Berlin, tomes 1 et 2 (Lutes)

Berlin - Livre Premier : La Cité des pierres
Lutes © Guy Delcourt Productions – 2009
Berlin - Livre Second : Ville de Fumée
Lutes © Guy Delcourt Productions – 2009

Une rencontre dans un train. Un homme, une femme. Elle est artiste, lui journaliste. Lorsque Marthe Müller fait la connaissance de Kurt Severing, nous sommes en septembre 1928. Les présentations sont timides entre cette jeune femme qui monte pour la première fois à Berlin et qui semble être à un moment charnière de sa vie. Kurt Severing quant à lui affiche plus d’assurance. L’air confiant de quelqu’un qui rentre chez lui et que le tumulte et l’effervescence de Berlin n’effraye pas.
Le lecteur va être amené à découvrir deux années de la vie de ces deux protagonistes. L’occasion de découvrir un contexte social en mutation. Quels sont les stigmates de la Première Guerre mondiale sur le peuple allemand ? Quelle est l’influence des différents partis politiques en présence ? Quid des conditions de vie dans le milieu ouvrier ? artistique ? bourgeois ?

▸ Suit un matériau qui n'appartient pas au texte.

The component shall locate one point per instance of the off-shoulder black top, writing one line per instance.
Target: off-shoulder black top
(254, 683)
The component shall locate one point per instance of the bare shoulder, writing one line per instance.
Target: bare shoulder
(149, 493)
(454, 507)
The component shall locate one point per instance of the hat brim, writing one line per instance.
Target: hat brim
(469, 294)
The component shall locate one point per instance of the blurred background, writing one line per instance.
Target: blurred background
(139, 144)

Ce sont les avis respectifs de David et Marilyne qui m’ont amenée à cette lecture. Un thème et un contexte historique que j’ai rarement eu l’occasion de voir traités en bande dessinée (entendez par là que je n’ai pas non plus une connaissance très pointue de la bibliographie BD de cette époque).

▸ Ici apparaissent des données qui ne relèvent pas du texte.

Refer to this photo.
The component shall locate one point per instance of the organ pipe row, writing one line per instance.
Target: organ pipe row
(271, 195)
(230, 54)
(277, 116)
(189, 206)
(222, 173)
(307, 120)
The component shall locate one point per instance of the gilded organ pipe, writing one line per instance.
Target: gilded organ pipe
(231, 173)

Cette lecture m’aura pris plus d’une semaine. Parvenir à entrer dans le tome 1 m’a coûté : dialogues verbeux, graphisme austère et difficulté à identifier la majeure partie des nombreux protagonistes amenés à intervenir dans le récit. J’ai pensé à abandonner la série mais cette idée s’est estompée une fois que je suis parvenue à la seconde moitié du Livre Premier. Je crois que c’est avant tout la richesse du scénario qui m’a prise au dépourvu. Autour des deux personnages principaux (Marthe et Kurt), le lecteur sera amené à rencontrer une bonne dizaine de personnages secondaires qui apportent tour à tour au récit un complément narratif à prendre en compte. Je me suis longtemps demandé si la scène finale allait nous permettre – comme au théâtre – d’accéder à un dénouement où tous seraient présents cependant, ce ne sera pas le cas (du moins, pas si la série est terminée mais là aussi, je suis incapable de dire si nous sommes face à un diptyque ou si – comme le laissent supposer plusieurs sites BD – d’autres tomes vont venir compléter cette fresque humaine).

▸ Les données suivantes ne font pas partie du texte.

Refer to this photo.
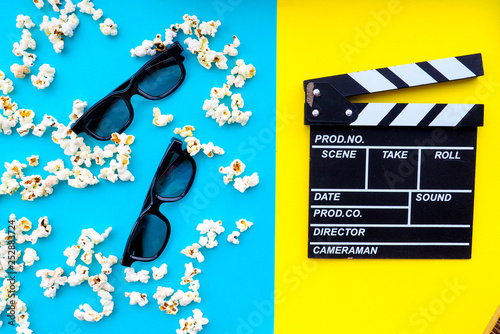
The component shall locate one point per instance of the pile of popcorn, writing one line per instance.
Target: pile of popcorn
(10, 238)
(52, 280)
(55, 28)
(237, 167)
(194, 145)
(206, 57)
(219, 111)
(81, 156)
(199, 46)
(209, 230)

Si j’ai adhéré dans l’ensemble à la partie narrative, ce n’est pas le cas pour la partie graphique. J’ai rencontré des difficultés récurrentes à l’égard des visuels : impossibilité de reconnaître de nombreux personnages au premier coup d’œil. L’auteur en joue même sur certains personnages, le plus flagrant est celui d’Anna, une lesbienne que j’ai longtemps prise pour un jeune homme. La découpe des planches est assez conventionnelle bien que leur contenu diffère ; tantôt verbeuses, tantôt silencieuses, le lecteur parcoure ces planches à un rythme de lecture qui doit être modulé en permanence. Je n’ai pas trouvé qu’il y avait là un jeu de contrastes flagrant (noir/blanc) mais l’espace laisse la part belle au blanc qui est souvent écrasant tant le vide qu’il crée est pesant. Les expressions des uns et des autres sont parfois approximatives, souvent figées. En conclusion, je pense garder un souvenir assez sévère sur le dessin de Jason Lutes.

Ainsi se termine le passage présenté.